Sanders remarked that the governor’s administration has been overlooking numerous studies which establish a negative fiscal return for film subsidies:

Peer-reviewed academic literature on film incentives has been highly dubious of those programs as ways to grow a state’s economy. So have state governments’ reviews of their own film incentives; see the list here (all finding returns of mere pennies per dollar).

Most recently, a 2019 study from Western Carolina University’s Center for the Study of Free Enterprise examined “What Do Film Incentives Mean for North Carolina’s Economy?” The study by John Charles Bradbury, a professor of economics at Kennesaw State University and a faculty affiliate with the Bagwell Center for the Study of Markets and Economic Opportunity, found that:

“North Carolina’s film incentives, which have cost the state over $400 million, do not appear to have delivered the promised economic boost. For this reason, policymakers may wish to reconsider the state’s commitment to the incentives.”
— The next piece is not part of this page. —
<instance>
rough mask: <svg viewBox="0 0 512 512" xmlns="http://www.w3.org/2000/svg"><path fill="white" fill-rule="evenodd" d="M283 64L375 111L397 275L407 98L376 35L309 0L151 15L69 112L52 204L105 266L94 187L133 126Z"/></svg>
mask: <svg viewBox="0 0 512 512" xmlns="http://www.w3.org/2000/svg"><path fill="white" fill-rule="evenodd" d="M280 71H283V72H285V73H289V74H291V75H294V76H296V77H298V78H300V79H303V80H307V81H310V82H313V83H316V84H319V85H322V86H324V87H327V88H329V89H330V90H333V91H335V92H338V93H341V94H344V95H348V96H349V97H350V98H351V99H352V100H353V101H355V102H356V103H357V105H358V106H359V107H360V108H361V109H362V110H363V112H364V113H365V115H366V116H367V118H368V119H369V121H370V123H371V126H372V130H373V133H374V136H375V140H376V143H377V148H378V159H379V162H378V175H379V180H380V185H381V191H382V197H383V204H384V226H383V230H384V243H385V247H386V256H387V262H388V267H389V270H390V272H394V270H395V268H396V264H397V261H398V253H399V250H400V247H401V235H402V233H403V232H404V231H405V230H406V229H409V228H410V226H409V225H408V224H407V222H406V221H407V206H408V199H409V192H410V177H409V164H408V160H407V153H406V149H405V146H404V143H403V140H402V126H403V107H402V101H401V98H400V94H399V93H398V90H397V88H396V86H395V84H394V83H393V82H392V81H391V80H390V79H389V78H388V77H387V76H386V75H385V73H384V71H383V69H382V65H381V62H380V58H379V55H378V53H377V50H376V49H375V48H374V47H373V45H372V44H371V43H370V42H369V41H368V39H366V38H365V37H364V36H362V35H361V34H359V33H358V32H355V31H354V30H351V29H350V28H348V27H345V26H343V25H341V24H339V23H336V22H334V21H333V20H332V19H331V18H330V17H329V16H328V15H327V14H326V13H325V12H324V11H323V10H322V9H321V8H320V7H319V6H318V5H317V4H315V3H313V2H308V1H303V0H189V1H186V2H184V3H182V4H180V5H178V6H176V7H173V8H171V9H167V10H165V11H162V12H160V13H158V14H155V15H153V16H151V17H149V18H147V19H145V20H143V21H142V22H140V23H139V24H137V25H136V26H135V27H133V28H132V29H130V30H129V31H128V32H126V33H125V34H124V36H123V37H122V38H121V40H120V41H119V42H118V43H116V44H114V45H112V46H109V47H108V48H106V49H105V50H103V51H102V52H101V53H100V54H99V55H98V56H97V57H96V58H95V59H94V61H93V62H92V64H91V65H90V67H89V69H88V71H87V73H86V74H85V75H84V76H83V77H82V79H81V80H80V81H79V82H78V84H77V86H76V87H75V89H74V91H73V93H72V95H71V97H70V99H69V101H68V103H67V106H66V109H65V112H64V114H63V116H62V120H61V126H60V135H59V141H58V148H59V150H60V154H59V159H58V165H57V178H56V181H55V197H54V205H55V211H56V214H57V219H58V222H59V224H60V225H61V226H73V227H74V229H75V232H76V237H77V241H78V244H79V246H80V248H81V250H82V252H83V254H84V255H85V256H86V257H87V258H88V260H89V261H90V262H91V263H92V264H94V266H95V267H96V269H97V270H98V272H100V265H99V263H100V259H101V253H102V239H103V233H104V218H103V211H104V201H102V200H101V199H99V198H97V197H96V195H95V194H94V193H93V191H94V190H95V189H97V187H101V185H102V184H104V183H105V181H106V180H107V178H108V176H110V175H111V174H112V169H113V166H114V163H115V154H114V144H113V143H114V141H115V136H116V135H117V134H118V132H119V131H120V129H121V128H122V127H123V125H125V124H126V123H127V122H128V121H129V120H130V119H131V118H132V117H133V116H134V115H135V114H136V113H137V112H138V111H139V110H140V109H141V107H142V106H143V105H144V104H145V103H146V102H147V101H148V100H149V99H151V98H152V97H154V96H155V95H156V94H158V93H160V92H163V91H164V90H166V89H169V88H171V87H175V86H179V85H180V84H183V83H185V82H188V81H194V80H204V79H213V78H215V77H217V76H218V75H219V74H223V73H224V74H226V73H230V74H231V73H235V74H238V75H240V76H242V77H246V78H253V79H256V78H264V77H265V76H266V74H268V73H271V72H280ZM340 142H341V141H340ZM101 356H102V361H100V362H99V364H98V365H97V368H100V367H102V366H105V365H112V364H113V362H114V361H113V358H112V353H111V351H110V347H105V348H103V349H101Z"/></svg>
Sanders explains this is not unique to North Carolina either. Sanders writes:

A 2017 study published by the Journal of Economic Geography by economists Mark F. Owens of Penn State University and Adam D. Rennhoff of Middle Tennessee State University looked at the impact of tax incentives on filming location decisions. They estimated the return on investment for North Carolina’s program at 22 cents per dollar.

…They found that “movie incentive programs are revenue-negative for states.” I created this chart from their findings:

Sanders writes:

Research finds that film incentives also only benefit outside film production companies but create a political economy based on rent-seeking. Recipients are gaining notoriety for threatening to refuse incentives as a way to [push for] their preferred social policy choices.

How could a governor’s advisory council on film incentives actually serve the public interest? By reminding the governor that these programs don’t work and do more harm than good.